Dr. Johnson explains:
” … when fructose is metabolized by fructokinase, the fructose is so rapidly metabolized that there is an initial loss of energy in the cell before energy is produced … Fructokinase is like a run-away train, or a speeding truck coming down the mountain that is out of control. The degree of cell shock induced by fructokinase will relate to the amount of fructose it sees and the level of fructokinase present in the cell. … Sugar Cane Kidney Disease may be another disease of fructokinase. Severe dehydration can activate the polyol pathway that will convert glucose to fructose and provide ammunition for fructokinase to cause injury to the tubules.”

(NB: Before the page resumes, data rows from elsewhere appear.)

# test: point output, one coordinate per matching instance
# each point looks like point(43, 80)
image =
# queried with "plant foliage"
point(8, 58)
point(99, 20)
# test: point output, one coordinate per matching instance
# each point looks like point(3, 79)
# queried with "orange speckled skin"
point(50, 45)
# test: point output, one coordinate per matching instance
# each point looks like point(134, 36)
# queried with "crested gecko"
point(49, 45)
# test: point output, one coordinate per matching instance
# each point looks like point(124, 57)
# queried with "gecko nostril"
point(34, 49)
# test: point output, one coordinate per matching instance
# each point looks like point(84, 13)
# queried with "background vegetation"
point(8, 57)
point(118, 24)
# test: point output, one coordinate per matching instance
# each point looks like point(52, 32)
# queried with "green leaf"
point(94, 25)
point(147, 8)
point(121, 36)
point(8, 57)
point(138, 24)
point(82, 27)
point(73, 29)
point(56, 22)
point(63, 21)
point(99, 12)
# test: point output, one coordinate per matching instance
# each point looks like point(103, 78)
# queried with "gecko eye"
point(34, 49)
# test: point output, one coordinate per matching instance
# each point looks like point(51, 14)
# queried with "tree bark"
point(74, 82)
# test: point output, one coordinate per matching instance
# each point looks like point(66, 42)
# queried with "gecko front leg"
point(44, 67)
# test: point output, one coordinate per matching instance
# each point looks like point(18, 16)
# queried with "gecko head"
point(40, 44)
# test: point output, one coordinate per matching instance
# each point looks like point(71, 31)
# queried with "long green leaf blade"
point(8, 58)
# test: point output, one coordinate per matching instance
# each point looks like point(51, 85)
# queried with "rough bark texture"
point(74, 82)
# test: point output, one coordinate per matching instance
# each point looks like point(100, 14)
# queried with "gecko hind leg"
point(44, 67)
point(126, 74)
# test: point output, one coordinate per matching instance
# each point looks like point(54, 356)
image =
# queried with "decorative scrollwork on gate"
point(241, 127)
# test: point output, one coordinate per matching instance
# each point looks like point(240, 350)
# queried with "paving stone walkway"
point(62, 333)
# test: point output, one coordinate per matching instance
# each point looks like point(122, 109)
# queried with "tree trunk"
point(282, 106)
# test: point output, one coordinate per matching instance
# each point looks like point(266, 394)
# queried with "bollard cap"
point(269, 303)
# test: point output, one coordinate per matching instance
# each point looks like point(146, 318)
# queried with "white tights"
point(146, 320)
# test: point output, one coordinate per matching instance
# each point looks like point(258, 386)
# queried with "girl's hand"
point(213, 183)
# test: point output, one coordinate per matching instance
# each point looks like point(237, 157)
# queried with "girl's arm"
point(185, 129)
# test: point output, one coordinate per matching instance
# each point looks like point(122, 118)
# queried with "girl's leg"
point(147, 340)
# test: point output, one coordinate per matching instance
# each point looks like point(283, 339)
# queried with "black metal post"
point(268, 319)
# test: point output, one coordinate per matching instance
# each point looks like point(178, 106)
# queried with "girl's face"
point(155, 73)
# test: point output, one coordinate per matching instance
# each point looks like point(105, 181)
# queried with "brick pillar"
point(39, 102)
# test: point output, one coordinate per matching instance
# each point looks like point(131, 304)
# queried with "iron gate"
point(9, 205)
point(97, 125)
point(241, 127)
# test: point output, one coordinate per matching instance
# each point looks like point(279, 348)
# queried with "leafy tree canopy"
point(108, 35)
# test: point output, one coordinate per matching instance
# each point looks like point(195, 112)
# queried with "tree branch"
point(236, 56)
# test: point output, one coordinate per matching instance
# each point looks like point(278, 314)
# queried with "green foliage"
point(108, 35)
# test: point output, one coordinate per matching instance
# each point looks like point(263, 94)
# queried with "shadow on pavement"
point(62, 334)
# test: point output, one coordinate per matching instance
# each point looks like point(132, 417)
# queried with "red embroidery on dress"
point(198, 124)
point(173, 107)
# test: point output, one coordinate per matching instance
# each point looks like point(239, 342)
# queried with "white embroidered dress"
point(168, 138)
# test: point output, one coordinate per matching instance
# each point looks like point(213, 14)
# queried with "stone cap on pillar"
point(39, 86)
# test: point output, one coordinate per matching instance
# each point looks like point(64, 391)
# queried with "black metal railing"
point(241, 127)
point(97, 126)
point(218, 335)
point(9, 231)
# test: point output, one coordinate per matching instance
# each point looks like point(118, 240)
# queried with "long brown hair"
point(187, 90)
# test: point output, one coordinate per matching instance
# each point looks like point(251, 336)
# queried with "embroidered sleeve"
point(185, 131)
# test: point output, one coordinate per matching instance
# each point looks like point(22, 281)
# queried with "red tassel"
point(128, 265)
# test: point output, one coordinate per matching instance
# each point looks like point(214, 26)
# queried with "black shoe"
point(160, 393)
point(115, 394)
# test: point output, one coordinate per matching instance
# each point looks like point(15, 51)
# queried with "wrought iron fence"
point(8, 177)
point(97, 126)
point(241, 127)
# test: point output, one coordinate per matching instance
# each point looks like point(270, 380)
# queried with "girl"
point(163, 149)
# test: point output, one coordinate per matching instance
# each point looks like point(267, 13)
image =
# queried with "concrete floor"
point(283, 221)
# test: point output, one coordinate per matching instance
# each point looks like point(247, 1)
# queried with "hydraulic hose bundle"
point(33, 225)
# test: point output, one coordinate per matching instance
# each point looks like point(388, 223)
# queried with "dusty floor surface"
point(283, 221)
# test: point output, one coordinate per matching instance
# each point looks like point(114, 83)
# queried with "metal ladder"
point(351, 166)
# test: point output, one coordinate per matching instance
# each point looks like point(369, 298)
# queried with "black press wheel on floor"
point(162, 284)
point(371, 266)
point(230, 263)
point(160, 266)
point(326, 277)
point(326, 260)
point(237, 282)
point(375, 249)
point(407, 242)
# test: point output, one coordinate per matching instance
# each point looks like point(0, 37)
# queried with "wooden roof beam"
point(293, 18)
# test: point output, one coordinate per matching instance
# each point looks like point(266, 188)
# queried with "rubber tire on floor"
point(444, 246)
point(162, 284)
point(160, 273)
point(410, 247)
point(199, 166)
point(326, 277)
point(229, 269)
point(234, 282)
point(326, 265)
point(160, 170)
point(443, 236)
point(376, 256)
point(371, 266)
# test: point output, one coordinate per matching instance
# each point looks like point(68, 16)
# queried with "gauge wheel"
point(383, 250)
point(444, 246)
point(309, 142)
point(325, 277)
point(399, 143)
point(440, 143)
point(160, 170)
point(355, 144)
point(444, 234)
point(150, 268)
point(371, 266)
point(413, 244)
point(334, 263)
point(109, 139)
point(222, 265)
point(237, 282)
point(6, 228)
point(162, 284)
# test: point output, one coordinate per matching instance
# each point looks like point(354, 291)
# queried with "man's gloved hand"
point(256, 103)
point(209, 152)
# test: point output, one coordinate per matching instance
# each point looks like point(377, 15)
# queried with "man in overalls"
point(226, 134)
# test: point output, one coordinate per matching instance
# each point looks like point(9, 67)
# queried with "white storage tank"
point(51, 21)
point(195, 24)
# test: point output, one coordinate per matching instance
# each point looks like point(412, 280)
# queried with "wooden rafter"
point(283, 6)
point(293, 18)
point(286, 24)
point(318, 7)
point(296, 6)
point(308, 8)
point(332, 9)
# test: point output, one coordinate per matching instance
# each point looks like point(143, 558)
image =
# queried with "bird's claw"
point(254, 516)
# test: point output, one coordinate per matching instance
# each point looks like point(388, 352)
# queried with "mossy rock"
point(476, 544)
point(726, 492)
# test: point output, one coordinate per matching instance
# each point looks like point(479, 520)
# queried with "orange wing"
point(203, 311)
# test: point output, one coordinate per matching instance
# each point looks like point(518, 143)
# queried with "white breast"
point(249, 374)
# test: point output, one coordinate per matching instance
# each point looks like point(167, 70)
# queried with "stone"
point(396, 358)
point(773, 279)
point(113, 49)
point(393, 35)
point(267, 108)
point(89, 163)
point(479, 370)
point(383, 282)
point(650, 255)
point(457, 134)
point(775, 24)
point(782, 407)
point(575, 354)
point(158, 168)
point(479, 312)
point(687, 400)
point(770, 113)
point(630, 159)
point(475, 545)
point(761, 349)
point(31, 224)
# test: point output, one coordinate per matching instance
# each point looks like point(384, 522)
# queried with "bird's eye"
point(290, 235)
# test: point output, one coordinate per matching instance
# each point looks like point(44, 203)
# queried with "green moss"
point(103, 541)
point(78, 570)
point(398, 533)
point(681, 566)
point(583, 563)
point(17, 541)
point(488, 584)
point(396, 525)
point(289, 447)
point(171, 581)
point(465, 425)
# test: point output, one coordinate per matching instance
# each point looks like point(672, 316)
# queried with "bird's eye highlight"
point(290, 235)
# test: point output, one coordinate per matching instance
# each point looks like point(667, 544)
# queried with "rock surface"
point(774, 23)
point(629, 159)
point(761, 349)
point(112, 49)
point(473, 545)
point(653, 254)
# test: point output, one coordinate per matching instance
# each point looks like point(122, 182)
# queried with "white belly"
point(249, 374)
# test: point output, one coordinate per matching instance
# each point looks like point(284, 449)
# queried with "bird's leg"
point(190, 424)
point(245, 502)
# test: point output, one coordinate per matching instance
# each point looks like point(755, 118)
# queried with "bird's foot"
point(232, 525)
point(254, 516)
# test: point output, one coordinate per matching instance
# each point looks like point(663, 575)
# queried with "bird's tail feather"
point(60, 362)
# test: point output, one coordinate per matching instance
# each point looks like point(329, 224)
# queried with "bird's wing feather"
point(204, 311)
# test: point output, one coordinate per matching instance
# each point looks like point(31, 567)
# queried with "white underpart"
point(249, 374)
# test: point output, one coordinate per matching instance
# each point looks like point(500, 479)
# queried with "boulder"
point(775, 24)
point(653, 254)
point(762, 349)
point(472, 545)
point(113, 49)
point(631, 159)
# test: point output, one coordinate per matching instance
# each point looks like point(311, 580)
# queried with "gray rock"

Interestingly, World Bank, which has issued more than $100 million in loans to Nicaragua’s sugar industry,v is funding the Boston University project, with Brooks as the principal investigator, to search for causes of the long-term epidemic of chronic kidney disease in Nicaragua. Nicaragua Sugar Estates Limited, the largest employer in the area and owner of many of the plantations where the illnesses are occurring, denies any connection to the epidemic, which isn’t surprising.
The sugar industry is a shrewd, savvy, well-oiled machine that is also denying any connection between their product and the obesity and diabetes epidemics going on in the industrialized world. They also have access to immense power and give generously to both political parties in the United States to ensure that their products are protected.
While sugar consumption continues to contribute to premature deaths in the developed world in the form of an untold number of cases of cancer, heart disease, high blood pressure, diabetes and other chronic diseases, the Central American workers on the sugar plantations may be victims in another sense, succumbing to kidney disease from years of hard labor, dehydration, and fructose ingestion — or a mix of these and other factors combined.